那是初一第一学期的一个星期天晚上,我一个人点着一盏墨水瓶做的煤油灯在教室里看书,身后墙上,黑黝黝的影子冷冷的注视着我,除了我的呼吸声就是我的翻书声。

忽然,教室外传来杂沓的脚步声,门开了,我以为是有同学也来上晚自习了,头也没抬的继续看自己的书,那书的内容太精彩了,何况还到了关键时刻。

“嗨,还蛮认真的,连人都不理!”,

是一个女孩子的声音。我抬起头来,看到的是一个白白净净且胖乎乎的圆脸,大眼睛扑闪扑闪的。是我们班的,但不知道她的名字,更没有说过话。我脸有些烧,不敢正视。嘴里嗫嚅着:

“我在看书。”

“咯咯咯……”,女孩子们一阵笑声。我这才注意到不是胖圆脸一个人,她身旁还有一个不认识的女孩,我脸更烧了,甚至感到身上开始冒汗。

大概是因为我的窘态,女孩子们的笑声更肆无忌惮了。笑声停了,胖圆脸说:

“光借给我们用用。”

说着话,她已经端起灯向外走了。

“我还看书呢!”

我站起来跟着她们,想把灯要下。

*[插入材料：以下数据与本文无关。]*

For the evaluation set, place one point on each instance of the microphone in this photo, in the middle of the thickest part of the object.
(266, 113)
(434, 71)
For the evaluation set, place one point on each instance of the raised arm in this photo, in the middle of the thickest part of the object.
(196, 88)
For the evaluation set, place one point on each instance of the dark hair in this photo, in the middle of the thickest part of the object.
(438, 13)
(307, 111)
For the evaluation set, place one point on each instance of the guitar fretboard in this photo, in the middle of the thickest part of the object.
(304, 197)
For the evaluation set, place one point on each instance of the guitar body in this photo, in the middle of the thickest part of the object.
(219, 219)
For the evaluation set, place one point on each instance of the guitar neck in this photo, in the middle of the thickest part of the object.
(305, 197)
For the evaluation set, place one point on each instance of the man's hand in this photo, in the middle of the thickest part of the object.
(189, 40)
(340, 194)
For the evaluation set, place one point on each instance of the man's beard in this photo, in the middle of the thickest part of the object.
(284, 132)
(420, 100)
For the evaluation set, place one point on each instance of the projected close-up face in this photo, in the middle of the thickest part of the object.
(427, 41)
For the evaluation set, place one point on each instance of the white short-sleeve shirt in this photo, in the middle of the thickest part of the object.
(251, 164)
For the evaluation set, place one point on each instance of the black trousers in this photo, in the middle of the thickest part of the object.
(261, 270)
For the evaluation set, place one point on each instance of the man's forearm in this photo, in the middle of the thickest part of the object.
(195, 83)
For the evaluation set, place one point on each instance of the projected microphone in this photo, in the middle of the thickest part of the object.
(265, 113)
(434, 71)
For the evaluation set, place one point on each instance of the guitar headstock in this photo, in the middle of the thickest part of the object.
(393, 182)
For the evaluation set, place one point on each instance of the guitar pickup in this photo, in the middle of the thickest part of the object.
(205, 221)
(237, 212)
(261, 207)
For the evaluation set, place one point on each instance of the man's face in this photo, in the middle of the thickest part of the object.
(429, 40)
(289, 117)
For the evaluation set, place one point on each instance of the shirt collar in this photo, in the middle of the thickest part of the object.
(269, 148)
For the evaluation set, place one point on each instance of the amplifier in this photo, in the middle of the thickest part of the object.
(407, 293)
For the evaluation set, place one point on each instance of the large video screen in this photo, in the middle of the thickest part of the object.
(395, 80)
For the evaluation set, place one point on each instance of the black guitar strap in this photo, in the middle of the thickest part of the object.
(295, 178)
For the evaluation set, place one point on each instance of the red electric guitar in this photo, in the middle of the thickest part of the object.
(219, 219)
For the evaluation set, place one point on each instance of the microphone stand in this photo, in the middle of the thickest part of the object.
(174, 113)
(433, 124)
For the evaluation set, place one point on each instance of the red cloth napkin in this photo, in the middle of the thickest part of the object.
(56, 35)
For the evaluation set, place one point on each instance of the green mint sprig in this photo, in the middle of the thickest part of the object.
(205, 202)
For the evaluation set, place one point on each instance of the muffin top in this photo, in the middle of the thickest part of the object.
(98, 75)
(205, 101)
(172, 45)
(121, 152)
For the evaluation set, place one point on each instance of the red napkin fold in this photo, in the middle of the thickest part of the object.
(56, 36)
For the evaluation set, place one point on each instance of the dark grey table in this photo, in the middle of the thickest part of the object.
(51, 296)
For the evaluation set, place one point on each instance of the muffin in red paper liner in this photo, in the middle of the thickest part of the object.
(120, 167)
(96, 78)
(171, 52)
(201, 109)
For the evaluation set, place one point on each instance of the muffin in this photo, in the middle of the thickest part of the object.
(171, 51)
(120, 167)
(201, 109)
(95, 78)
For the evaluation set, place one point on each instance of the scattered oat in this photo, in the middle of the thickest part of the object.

她们不理他,只是嘻嘻哈哈着走向女生宿舍。

我无奈的跟着,央求着,直到她们的宿舍门口。

圆脸把灯交给那个女孩,开锁推门,回过身嬉笑着叫我:“进来呀,欢迎你!”

我傻傻的站住了。这时候,借着灯光,我看到跟她在一起的那个姑娘扑闪着长长的睫毛直溜溜看我,脸上是奇怪的表情。

我震惊了,这么漂亮的女孩,是书上描写的那种。我不由自主的愣愣的看着。

“进呀!”漂亮女孩显然注意到了我的眼神,嫣然一笑也附和着同伴邀请我,声音像百灵一样好听。

我羞红了脸,这是女生宿舍,哪敢呀!

“不进,不进就站在门口。”胖圆脸发话了,那女孩一笑转身进了宿舍,门在身后闭上了。

“你们用毕了还给我!我无奈的哀求。

“你等着吧。”宿舍里又是一阵笑声。

我可不敢站在女生宿舍门口,没办法,只能先回到教室。教室里依然是我一个人,月光从偌大的窗户照进来,柔柔的。书是看不成了,我静静的坐在教室里,幻想着她们会把灯送到到教室了,但耳畔总是她们的甜甜的笑声,大脑里满是那个长睫毛的女孩。

二.因她打架

老师说“大脑是人的司令部”,但实际却是肚子指挥着大脑。困难时期的饥饿,让大多数学生弃学回家,学校不得不一再缩编教学班级,由一开始的六个班三百多人变成三个班一百多人。不过,让我想不到的,第二次调班竟然将我和那个长睫毛女孩调到了一个班。

第一天进入新组建的六三甲班,坐定之后看到在我前面的是个女孩,两根乌黑的大辫子搭在两个圆润的肩膀后。我当时并没有多想,毕竟,这样的双辩是那个时候女孩的标配。但第二堂课上课预备铃响后,看到一个美丽的女孩从前面走过来,在我的桌前停了下来,看着我莞尔一笑,我立刻低下头,感到脸上发热。白净红润的的苹果脸,周正的鼻子和红润的小嘴,还有那长睫毛下两汪清泉样的大眼睛……对了,我想起来了。这就是那晚与胖妞一起抢走我煤油灯的长睫毛。真是冤家路窄,她就坐在自己前面,今后不会少受她欺负。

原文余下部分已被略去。